Liquidation of Limited Liability Companies in the UAE
The dawn of 2015 showcased significant developments in the United Arab Emirates when Federal Law Number 2 of 2015 (the Companies Law). This statute amended the major portion of the law governing legal entities in the country’s mainland. The Companies Law has also focused on the provisions of liquidation which we will shed light on, but first, we will demonstrate the main reasons of liquidating a company as per the said law. The lawmakers of the country have strived to simplify the process of liquidation of a company with the view to ensure that all the parties have an equitable share in the entity’s assets. It is not strange to deem an organization desolated and initiate the process of liquidation if the purpose of the company has been full filled. If all or most of the company’s funds are utilized or spent and; the remaining funds cannot be used for investment anymore, all partners of the business (or the quorum) agreed that the term of the company has expired or a Court has issued an order to dissolute the company. The Court of Cassation in Commercial Cassation Case Number 381/2008 stated that ‘if any of the dissolution events arises, the steps shall follow the liquidation of the company and distribution of the money among the shareholders which cannot be distributed unless and until the dissolution and liquidation process concludes.'
At the outset, the representative of the company must notify the Department of Economic Development (the DED) and all other related authorities with the reasons for dissolution and liquidation of the business. The authorities accordingly will note the 'dissolution' at the commercial register and further inform the company of any documentation or legal formalities at that stage. The dissolution should be published in two local newspapers in English and Arabic to provide an opportunity to the public to be aware of the decision and protect their personal interests if any. Further, the partners of the company should appoint a liquidator and determine the manner of liquidation notwithstanding that no partner shall be entitled to his shares from the capital of the entity until all debts get settled.

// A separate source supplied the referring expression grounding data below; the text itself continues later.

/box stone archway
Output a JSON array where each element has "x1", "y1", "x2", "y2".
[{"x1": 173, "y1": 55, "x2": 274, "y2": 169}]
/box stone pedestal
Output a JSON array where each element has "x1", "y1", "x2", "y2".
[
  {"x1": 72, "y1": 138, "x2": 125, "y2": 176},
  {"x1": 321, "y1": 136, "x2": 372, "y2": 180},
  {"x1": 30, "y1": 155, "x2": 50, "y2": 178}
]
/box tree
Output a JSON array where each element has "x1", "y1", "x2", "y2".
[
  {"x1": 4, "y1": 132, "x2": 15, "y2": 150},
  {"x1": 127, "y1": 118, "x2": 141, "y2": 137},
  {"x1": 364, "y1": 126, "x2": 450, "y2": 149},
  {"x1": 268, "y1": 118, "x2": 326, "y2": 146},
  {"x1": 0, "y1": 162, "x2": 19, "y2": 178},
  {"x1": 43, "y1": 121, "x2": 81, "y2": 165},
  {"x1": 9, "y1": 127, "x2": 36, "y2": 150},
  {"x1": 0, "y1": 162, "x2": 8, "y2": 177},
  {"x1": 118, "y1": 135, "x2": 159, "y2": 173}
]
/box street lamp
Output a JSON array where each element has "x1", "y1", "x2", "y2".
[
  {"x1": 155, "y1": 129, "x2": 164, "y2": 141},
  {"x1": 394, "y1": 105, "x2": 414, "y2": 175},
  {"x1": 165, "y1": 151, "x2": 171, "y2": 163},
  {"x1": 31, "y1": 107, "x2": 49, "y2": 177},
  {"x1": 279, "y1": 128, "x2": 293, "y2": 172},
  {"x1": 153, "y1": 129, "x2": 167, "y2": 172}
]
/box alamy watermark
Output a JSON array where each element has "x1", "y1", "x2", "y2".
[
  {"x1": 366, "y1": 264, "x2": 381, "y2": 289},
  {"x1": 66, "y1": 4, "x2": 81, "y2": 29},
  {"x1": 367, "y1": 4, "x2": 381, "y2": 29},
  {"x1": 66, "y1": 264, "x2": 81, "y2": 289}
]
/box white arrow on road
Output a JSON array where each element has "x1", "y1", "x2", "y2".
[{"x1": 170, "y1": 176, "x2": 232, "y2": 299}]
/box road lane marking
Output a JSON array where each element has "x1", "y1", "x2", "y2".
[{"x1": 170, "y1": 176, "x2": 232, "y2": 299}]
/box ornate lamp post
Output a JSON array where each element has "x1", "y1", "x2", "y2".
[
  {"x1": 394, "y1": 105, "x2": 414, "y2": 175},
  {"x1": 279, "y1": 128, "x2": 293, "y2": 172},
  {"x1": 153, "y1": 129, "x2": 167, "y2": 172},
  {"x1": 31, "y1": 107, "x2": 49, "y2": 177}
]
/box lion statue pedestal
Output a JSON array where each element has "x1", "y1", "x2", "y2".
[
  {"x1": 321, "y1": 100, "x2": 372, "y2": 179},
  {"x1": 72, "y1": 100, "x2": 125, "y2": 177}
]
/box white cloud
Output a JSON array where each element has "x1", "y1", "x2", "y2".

The Process of Liquidating
A liquidator will be the representative of the company to the public and the Court. The liquidator will bear the responsibility to settle all remaining debts of the company and sell its movable and immovable assets in auctions or; in any manner unless is it agreed in the partners’ resolution or Court order to sell such assets in a set way. The process of liquidation of a company includes:-
Assets and Liabilities
The liquidator has to prepare a detailed list setting out all available amounts, budget and current liabilities of the company which must be signed by the manager or board. He should also present to the partners every three months a statement of liquidation and reveal to the partners any information related to the matter. Once the process is concluded, the liquidator must submit his final report of liquidation to be approved by the partners or Court. After obtaining the approval, accordingly the liquidator will – within seven days- notify the partners by publication to receive their entitlements within 21 days. All the shares will be stored with the Cort’s treasury if the partners fail to collect their shares.
Interests of Company
Settlement of Debts
The monies of the business shall be distributed among its partners according to the shares only after clearing all dues and debts. It is to be noted that all due dates of liabilities shall relinquish upon the dissolution of the company. With this, the liquidator shall duly notify the creditors with the commencement of liquidation in two local newspapers published in both English and Arabic. In all circumstances, the publication must include an invitation to the creditors to present their claims in a grace period of not less than 45 days. Once the creditors submit their request and if it’s shown that the available amount cannot cover the entire debts then the liquidator, in this case, shall settle according to the percentage of liabilities without prejudice to the priority creditors. In the event where the creditor(s) are in dispute over the debt then the liquidator will have to put the amount of the debt in the court’s treasury. Otherwise, all debts will get settled with the creditors, and such settlement gets notarized before the notary public.